Nach den Recherchen des Fachmagazins "Capital" zu dem Capital Garant Ratenfonds bestanden zunächst peinliche Mängel bei der Darstellung in der Vertriebspräsentation, die auf Hinweis der BaFin nun nachträglich ausgemerzt werden mussten. Weitere Kritikpunkte sieht die Redakteurin von "Capital" jedoch auch beim Anlagekonzept des Ratenfonds selbst und verweist u.a. auch auf die prospektierten Verwaltungskosten von insgesamt 45,7 Millionen Euro über die Gesamtlaufzeit, denen ein Fondsvolumen von Anlegergeldern in Höhe von 49,5 Millionen Euro gegenüber stehen soll.

Als Kommentar heißt es in dem Bericht weiterhin: "Für ein solches Konzept ist eigentlich kein geschlossener Fonds nötig, der etliche Nachteile birgt"

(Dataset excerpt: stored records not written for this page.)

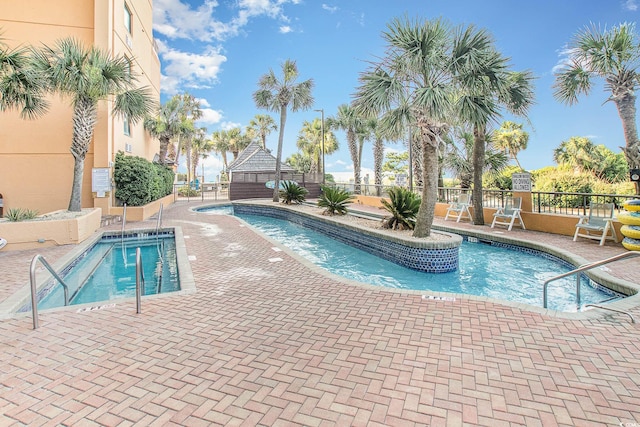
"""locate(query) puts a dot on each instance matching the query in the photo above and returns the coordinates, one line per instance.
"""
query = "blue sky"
(217, 51)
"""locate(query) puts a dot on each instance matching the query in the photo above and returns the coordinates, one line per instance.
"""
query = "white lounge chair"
(599, 221)
(508, 214)
(459, 208)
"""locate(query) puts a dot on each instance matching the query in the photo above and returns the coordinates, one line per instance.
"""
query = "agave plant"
(19, 214)
(290, 192)
(403, 206)
(334, 200)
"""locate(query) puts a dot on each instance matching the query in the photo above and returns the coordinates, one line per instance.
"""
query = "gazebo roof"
(254, 158)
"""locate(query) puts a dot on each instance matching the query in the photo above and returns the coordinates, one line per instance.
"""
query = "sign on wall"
(100, 181)
(521, 182)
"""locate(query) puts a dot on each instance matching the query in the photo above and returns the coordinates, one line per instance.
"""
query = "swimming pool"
(497, 271)
(106, 271)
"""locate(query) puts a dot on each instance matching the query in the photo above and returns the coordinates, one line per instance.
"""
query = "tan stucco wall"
(36, 167)
(38, 234)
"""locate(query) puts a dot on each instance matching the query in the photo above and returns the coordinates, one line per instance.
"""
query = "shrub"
(334, 200)
(139, 181)
(19, 214)
(292, 193)
(403, 206)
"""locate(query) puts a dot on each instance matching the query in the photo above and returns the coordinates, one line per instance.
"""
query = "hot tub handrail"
(32, 275)
(582, 268)
(139, 281)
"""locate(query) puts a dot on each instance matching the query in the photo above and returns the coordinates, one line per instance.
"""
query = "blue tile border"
(431, 257)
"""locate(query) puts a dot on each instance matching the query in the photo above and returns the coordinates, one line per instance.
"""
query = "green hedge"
(138, 181)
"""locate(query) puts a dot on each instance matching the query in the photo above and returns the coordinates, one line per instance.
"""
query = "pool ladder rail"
(586, 267)
(32, 274)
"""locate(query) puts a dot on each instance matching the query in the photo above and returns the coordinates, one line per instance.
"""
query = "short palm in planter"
(403, 206)
(334, 200)
(292, 193)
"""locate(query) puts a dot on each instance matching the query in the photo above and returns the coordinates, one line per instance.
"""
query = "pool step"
(82, 274)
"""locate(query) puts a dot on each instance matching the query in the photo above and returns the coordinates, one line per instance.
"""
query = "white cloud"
(203, 102)
(210, 116)
(189, 69)
(175, 19)
(331, 9)
(230, 125)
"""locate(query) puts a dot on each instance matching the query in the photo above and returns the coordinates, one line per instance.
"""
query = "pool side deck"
(268, 339)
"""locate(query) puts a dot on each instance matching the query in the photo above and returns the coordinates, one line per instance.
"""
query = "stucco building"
(36, 167)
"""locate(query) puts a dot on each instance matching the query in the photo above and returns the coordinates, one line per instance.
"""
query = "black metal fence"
(542, 202)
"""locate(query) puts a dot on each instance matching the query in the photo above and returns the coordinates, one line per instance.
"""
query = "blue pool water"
(107, 271)
(484, 269)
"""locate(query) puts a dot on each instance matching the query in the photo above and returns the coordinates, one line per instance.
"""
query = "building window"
(127, 18)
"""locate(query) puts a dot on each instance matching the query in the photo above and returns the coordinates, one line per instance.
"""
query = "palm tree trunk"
(378, 158)
(84, 121)
(627, 112)
(477, 159)
(353, 150)
(276, 187)
(425, 216)
(162, 155)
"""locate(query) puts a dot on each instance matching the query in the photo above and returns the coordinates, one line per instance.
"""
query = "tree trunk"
(477, 158)
(283, 120)
(418, 161)
(162, 154)
(424, 219)
(353, 150)
(84, 122)
(378, 158)
(627, 110)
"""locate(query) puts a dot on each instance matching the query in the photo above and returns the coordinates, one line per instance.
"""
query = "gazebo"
(255, 168)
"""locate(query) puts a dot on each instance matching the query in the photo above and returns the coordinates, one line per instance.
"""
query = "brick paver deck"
(273, 342)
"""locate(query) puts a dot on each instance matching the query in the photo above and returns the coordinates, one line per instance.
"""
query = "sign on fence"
(521, 182)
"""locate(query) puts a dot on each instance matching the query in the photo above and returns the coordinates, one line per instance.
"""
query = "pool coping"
(9, 307)
(598, 275)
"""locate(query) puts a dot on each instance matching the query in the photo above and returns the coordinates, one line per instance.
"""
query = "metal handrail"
(32, 275)
(582, 268)
(139, 281)
(122, 247)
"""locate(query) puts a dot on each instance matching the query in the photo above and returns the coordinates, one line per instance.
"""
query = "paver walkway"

Erstaunen äußert "Capital" in diesem Zusammenhang auch über ein Gütesiegel des "TÜV-Nord" der gerade die Fondsplausibilität mit der Note "sehr gut" bewertet hat und mit dem die Fondsgesellschaft nun wirbt.

Für Vermittler dieser Fondsanlage sollte sich die Frage stellen, ob sie beim Vertrieb des Fondsprodukts ihre Anlageinteressenten zukünftig auf diese negative Pressemitteilung von "Capital" hinweisen müssen, um eine etwaige Beraterhaftung zu vermeiden. Der XI. Zivilsenat des Bundesgerichtshofs (BGH-Urteil XI ZR 89/07 vom 07.10.2008) hat zu der Frage bereits Stellung genommen, welche Rolle Negativ-Meldungen in Brancheninformationsdiensten wie kapitalmarkt-intern (k-mi) oder dem "Gerlach-Report" bei der Anlageberatung spielen. Die Bundesrichter sehen zumindest in Einzelfällen Banken in der Pflicht zur entsprechenden Aufklärung der Anlageinteressenten. Ob dies auch für Vermittler Geltung erlangt, bleibt abzuwarten.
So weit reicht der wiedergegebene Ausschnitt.